Just as the six blind men who felt different parts of the elephant and, trying to describe it from their own points of view, "rail on in utter ignorance of what each other mean," information users aren't getting the elephant-sized picture. Instead of looking at data as a resource to be shared by everyone in the company, business leaders are thinking only about getting specific results: entering insurance claims, keeping track of inventory, recording payments. It's the information, silly
What should really be central to their organization is the information itself, not the processes individuals put it through, English says. But how to make blind employees see? Switch metaphors.
This ex-trumpeter who is a board member of the Cumberland Chamber Orchestra wants businesses to take an "orchestral approach" to managing data. Top managers should act as "conductors," but all employees should have access to every note of information, regardless of what section of the company they work in.
For example, employees in the shipping department should have access to much of the same information as sales representatives. If a customer changes his or her address, only one employee would need to enter the data, and every department from shipping to sales to accounts receivable would instantly have the same information. Less work, fewer irate customers.

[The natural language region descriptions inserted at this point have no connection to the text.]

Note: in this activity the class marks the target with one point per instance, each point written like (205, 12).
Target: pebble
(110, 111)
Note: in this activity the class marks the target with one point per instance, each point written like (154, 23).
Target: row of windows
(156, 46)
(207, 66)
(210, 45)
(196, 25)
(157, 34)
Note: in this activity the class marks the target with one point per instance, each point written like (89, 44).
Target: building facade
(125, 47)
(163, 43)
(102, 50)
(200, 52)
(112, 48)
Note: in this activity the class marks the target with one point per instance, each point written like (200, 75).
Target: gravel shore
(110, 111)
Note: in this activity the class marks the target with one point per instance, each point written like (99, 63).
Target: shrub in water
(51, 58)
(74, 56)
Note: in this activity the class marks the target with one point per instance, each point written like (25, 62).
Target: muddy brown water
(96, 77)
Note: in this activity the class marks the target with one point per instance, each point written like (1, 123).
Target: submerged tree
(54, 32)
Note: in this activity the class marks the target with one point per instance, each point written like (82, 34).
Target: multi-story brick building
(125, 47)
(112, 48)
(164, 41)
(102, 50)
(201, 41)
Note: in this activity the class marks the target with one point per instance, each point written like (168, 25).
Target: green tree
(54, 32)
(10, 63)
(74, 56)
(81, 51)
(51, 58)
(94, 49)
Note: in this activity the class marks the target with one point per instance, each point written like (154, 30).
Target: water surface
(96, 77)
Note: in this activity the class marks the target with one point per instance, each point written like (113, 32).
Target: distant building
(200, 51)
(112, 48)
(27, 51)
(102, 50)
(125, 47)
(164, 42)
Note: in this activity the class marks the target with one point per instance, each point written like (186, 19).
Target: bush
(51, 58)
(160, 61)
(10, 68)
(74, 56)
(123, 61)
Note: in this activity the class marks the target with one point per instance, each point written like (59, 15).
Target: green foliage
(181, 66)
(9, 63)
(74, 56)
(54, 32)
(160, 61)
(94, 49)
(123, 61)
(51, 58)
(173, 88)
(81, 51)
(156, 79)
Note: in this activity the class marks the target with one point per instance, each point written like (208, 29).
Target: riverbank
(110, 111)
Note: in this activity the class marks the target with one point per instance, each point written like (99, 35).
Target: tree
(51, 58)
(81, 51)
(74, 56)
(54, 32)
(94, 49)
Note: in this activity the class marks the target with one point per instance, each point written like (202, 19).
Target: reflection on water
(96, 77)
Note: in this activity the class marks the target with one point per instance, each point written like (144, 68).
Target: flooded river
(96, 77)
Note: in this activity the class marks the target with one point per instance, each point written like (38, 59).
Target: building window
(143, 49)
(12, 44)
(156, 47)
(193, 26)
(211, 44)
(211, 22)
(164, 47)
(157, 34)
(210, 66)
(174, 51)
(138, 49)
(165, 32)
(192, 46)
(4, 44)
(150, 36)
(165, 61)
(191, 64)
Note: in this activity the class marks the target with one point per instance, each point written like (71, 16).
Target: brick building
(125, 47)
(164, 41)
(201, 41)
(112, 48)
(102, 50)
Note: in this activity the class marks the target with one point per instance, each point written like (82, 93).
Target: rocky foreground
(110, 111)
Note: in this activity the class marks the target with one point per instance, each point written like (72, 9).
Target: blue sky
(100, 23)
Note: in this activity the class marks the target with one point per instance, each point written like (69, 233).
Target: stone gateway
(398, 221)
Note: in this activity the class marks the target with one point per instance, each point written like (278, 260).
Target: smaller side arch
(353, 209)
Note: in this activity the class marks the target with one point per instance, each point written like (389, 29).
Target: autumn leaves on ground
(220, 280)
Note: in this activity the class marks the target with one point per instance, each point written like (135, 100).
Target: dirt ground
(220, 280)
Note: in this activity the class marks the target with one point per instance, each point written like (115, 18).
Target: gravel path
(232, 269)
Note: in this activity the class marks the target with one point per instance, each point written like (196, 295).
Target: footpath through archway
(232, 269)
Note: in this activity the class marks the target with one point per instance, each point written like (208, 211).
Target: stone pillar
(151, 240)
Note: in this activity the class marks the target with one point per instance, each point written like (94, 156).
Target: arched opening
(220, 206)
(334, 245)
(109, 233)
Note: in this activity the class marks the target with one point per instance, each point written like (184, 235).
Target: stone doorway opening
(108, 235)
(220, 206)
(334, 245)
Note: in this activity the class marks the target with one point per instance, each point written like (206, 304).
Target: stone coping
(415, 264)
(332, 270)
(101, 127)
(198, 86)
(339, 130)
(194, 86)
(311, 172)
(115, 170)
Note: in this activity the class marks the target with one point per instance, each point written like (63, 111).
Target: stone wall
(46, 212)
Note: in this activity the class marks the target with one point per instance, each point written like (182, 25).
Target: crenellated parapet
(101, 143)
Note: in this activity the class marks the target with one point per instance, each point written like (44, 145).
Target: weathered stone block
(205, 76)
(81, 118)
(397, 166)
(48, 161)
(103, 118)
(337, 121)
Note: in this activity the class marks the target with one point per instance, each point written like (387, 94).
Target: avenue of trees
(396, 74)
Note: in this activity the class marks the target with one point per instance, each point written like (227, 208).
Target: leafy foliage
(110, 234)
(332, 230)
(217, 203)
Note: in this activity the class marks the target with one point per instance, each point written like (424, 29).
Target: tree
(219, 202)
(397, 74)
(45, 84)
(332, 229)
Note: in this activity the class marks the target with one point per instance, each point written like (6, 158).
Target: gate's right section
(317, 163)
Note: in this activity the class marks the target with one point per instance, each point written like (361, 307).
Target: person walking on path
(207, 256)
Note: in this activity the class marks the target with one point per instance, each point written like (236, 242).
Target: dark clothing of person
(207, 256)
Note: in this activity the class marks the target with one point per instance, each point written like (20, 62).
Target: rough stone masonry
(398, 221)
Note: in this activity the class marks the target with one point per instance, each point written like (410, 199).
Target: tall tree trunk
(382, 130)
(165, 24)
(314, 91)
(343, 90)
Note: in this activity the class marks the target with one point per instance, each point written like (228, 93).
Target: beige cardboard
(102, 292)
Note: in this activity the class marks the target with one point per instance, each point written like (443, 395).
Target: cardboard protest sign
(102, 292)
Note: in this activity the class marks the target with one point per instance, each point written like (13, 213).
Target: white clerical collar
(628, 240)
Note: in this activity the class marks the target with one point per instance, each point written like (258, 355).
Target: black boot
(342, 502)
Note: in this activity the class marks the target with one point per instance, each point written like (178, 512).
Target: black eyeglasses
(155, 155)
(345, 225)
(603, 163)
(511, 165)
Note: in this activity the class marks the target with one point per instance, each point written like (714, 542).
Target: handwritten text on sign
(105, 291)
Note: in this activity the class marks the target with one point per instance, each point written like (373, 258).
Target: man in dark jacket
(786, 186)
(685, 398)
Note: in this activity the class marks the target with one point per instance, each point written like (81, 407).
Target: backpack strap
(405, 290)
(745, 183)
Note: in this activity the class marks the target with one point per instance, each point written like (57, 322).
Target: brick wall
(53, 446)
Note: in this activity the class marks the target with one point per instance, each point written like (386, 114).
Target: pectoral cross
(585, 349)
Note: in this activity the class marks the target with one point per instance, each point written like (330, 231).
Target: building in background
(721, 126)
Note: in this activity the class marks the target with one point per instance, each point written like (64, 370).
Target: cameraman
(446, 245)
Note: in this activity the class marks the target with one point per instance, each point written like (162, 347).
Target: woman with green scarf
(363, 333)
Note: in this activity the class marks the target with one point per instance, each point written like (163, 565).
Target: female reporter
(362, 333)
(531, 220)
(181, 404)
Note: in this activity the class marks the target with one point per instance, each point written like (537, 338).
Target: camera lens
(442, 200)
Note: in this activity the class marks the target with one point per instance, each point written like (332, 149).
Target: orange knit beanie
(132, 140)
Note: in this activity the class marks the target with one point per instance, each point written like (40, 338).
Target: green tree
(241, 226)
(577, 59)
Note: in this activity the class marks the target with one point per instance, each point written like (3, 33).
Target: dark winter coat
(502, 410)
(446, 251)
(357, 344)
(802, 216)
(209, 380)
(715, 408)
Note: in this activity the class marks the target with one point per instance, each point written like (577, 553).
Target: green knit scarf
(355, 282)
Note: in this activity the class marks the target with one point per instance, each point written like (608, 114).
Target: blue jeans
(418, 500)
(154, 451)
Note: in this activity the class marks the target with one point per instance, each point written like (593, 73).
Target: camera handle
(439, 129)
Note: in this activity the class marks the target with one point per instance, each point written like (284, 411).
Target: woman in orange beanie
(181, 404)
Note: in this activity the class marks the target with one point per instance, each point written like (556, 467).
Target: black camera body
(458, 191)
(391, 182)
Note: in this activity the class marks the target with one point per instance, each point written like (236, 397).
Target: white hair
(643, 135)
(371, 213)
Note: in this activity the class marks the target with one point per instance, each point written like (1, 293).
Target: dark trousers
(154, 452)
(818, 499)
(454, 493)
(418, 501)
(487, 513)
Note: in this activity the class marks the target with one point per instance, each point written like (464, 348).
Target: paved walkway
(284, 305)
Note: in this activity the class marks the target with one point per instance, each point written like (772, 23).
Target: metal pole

The key to Information Age-management, English says, is looking at data as a resource to be shared throughout a company by workers who have a common understanding of the information's meaning.
Instead of seeing just a trunk or a tail, they see the whole elephant. Instead of dealing with data they don't understand, they're knowledgeable musicians who can play their own part and read all of the music.
"Information management is a business function, not just a technical function," English says. "A chief information officer should be part of the executive team. They're just as important as a chief financial officer or a human resources director." Middle management fading
But don't look for new middle management jobs in a company with info tech know-how.
English looks for hierarchical management structures to continue flattening out as "knowledge workers" become more proficient and take on more responsibility, "Information intermediaries" who merely pass data from point to point are tomorrow's dinosaurs.
If you're not doing something to generate information and add value to a product or service, your job may be in trouble English says.
Becalel Gavish, a professor of computer and information systems at Vanderbilt's Owen School of Management, agrees. "Even if a company doesn't want to shrink to get less managers, the competitive pressures force them to," he says. "Companies fired employees 15 to 20 years ago that were mostly blue-collar employees, 90 to 95 percent. Firings in the last five years have been mostly in the managerial level.
"Decision-making isn't necessarily any better, but clearly it is faster. Each manager has more authority and more responsibility."
As information technology becomes less and less expensive, Gavish expects its use to grow.
Now it is becoming more common, for companies to output data on the Internet to share it with other companies and customers, he says.
However, not many companies would want every item of data to have the same level of security. Companies can restrict access to some information, but old-fashioned trust is the only thing that will make new information management systems a go.